VT Hockey 2013  Virginia Tech’s club team must end its home season early due to lack of ice.
VT Hockey 2013 Virginia Tech’s club team must end its home season early due to lack of ice.

It’s an annual lament for local youth and adult amateur hockey players: come the end of January the only sheet of ice in the Roanoke Valley at the Berglund Center usually goes away. That means hockey players have to scramble to find ice for practice and must travel out of town for all games, even to venues in North Carolina and Northern Virginia.

Meanwhile says one parent involved with local youth hockey, leagues in states like North Carolina and West Virginia are skating into March. It also affects college programs: both Virginia Tech and Radford have club-level teams that must play their season ending games after January on the road.

The closest ice rink to the Roanoke and New River Valleys is the LaHaye Ice Center at Liberty University in Lynchburg – which makes for some late night practices when those teams travel from the NRV. The lack of local ice has also meant a steep drop-off in youth hockey league numbers – down to around 200 from double that in its heyday, said a parent.

The last time there was a rink available for hockey teams or public skating was at the old Ice Station on Thirlane Road – but that shut down in 2006. Over the years since members of Roanoke City Council and groups like Roanoke Valley Ice Advocates have promoted the idea of building a dedicated ice rink – but its an expensive proposition and there haven’t been any parties coming forward to take the lead to date.

Berglund Center general manager Robyn Schon feels their pain but says the lack of a professional hockey club in the valley – the Express, Vipers, Rampage etc. are long gone at this point – means it isn’t financially feasible to keep ice down past the end of January.
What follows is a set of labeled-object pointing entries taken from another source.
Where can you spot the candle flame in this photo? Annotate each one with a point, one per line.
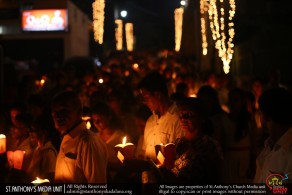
(2, 136)
(125, 140)
(88, 125)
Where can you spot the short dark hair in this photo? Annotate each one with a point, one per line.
(69, 99)
(276, 103)
(154, 82)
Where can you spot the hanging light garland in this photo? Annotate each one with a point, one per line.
(203, 9)
(129, 36)
(98, 20)
(119, 34)
(217, 25)
(178, 19)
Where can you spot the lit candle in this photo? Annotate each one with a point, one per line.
(38, 181)
(125, 150)
(15, 159)
(165, 154)
(88, 125)
(2, 143)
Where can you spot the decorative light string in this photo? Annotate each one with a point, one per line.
(203, 9)
(98, 20)
(178, 19)
(119, 34)
(129, 36)
(217, 25)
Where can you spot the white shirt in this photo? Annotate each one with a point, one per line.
(275, 160)
(163, 130)
(82, 157)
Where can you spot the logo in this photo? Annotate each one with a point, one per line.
(275, 182)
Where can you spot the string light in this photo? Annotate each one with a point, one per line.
(203, 9)
(129, 36)
(119, 34)
(178, 18)
(217, 25)
(98, 20)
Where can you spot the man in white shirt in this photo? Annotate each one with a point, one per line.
(82, 157)
(276, 157)
(163, 125)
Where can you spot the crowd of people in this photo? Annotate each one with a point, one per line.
(222, 132)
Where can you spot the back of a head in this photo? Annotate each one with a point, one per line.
(154, 82)
(193, 104)
(67, 99)
(276, 103)
(25, 119)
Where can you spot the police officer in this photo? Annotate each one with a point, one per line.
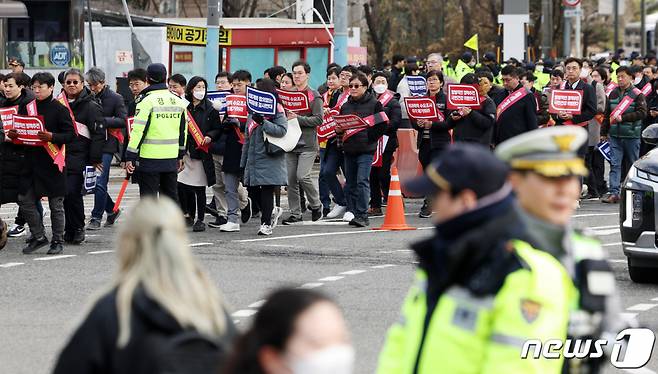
(157, 140)
(480, 292)
(546, 171)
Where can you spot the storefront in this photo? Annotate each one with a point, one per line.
(253, 44)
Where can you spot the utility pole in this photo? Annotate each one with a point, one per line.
(212, 39)
(547, 28)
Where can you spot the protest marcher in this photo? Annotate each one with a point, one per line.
(517, 110)
(474, 125)
(41, 175)
(85, 150)
(295, 331)
(359, 145)
(480, 291)
(162, 313)
(265, 168)
(433, 135)
(380, 176)
(114, 117)
(622, 127)
(300, 160)
(157, 141)
(198, 171)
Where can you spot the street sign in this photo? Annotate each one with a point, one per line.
(573, 13)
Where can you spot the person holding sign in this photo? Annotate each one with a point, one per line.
(42, 175)
(300, 160)
(199, 170)
(517, 110)
(359, 145)
(622, 127)
(433, 135)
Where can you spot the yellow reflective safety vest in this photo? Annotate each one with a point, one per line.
(470, 334)
(159, 129)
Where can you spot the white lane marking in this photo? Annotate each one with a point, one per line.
(257, 304)
(53, 257)
(11, 264)
(200, 244)
(244, 313)
(352, 272)
(641, 307)
(594, 215)
(308, 286)
(330, 279)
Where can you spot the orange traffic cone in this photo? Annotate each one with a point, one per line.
(394, 219)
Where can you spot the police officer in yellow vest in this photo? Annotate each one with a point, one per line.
(479, 291)
(546, 171)
(157, 140)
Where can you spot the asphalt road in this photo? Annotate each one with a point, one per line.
(368, 272)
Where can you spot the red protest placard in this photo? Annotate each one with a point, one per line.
(7, 115)
(293, 101)
(28, 128)
(565, 101)
(350, 122)
(420, 107)
(462, 96)
(236, 106)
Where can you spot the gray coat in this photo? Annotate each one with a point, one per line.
(261, 169)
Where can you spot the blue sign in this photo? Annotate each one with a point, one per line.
(261, 102)
(417, 85)
(60, 55)
(218, 99)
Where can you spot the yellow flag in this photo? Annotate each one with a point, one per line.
(472, 43)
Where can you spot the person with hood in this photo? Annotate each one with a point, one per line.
(158, 138)
(41, 175)
(264, 167)
(199, 170)
(85, 150)
(114, 116)
(380, 176)
(433, 135)
(359, 145)
(162, 313)
(480, 290)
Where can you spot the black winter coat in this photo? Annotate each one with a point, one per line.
(365, 141)
(12, 156)
(519, 118)
(114, 115)
(82, 151)
(207, 118)
(93, 347)
(476, 127)
(40, 172)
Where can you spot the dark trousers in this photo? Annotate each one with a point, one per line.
(265, 197)
(380, 180)
(152, 184)
(74, 206)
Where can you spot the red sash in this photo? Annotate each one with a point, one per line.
(196, 133)
(510, 100)
(58, 155)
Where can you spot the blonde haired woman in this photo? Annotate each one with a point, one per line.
(160, 310)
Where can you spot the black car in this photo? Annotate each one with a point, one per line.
(637, 216)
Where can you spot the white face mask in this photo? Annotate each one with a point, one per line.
(199, 94)
(338, 359)
(380, 88)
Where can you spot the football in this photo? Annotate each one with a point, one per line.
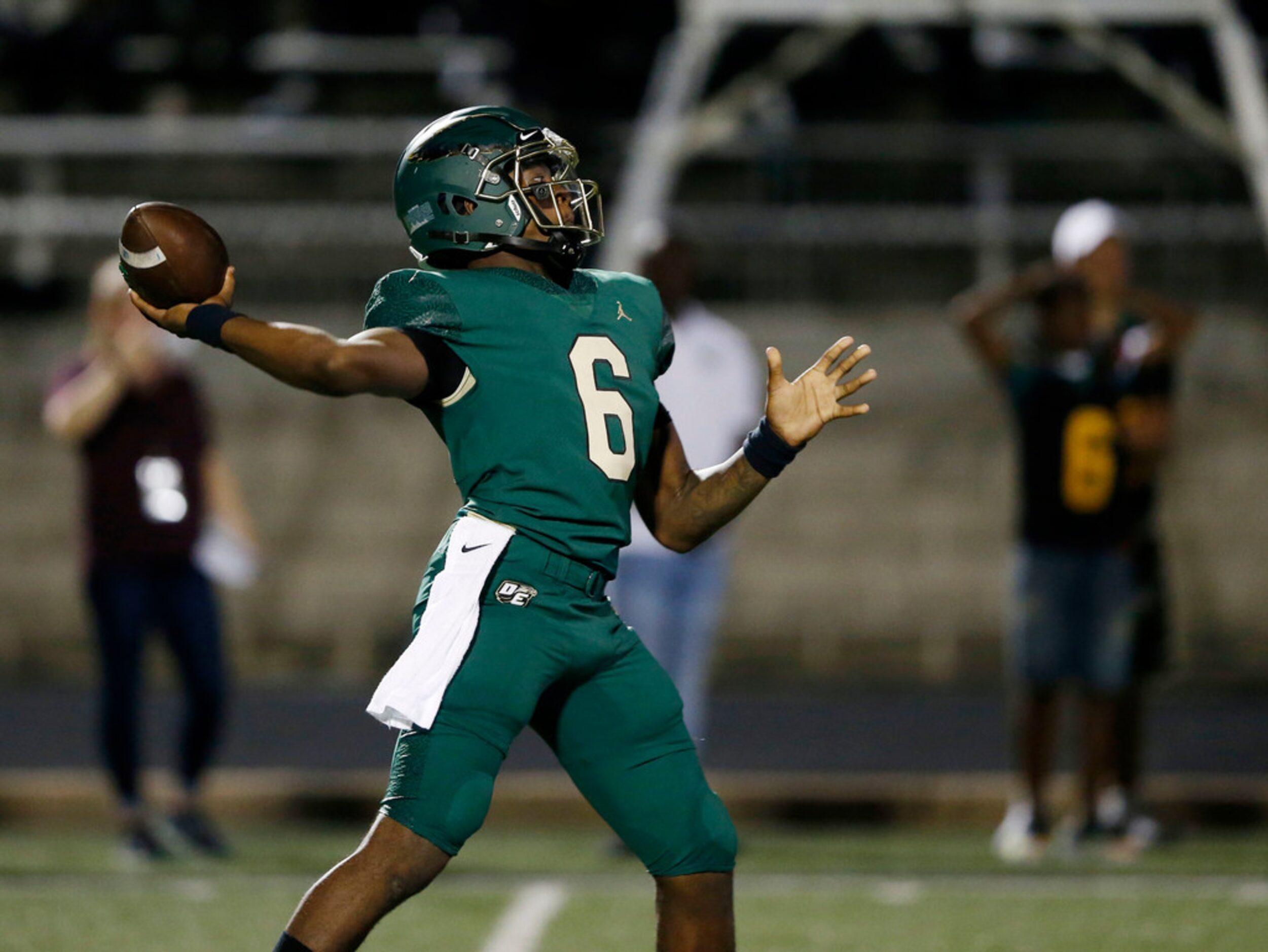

February and the couple of months that follow are big for the former Roanoke Civic Center – the circus, monster truck shows, country music concerts, etc. The Berglund Center offers public skating sessions when it does put ice in every fall, in addition to renting time to the local amateur leagues.

Schon is no hockey-hater either: she worked for the National Hockey League’s Detroit Red Wings at one point and for minor league clubs elsewhere. It’s simply a matter of economics. “We rely on a lot of the events that come in January, February and March,” said Schon, “and the heavy run of family shows begins at the end of January. So we have to take the ice out.”

To consider putting ice back in for a few weeks in April, perhaps, after that period of heavy bookings lightens up a bit doesn’t make financial sense either said Schon, who has been working diligently in recent years to reduce the annual deficit that the Berglund Center complex – owned by the city – normally runs. “Its too costly just to put it in for 2 or 3 weeks of hockey,” said Schon, “If we had a tenant team the dynamics would certainly change.”

If that happened, like in the past, Schon and her staff would work with shows coming in to come up with dates that accommodate a hockey team. When the ice is down for a professional squad then local amateur groups could sign on to rent the rink out as well. “[Then] it would make economical sense.” But even if a new pro team were to sign on tomorrow, Schon said that would be a dicey proposition: “for the next three or four years all of those heavy dates [from January-March] are booked.”

One hockey parent suggested that perhaps local leagues could pay a bit more so the Berglund Center could extend the ice season – but Schon said that is probably “cost prohibitive.” It costs about $4000 every time they take up the ice and put it back, she noted. It looks like until someone is willing to come along and build a dedicated ice rink – or the Berglund Center once again is home to a minor league professional team – that local amateur hockey players will have to keep scrambling for home ice.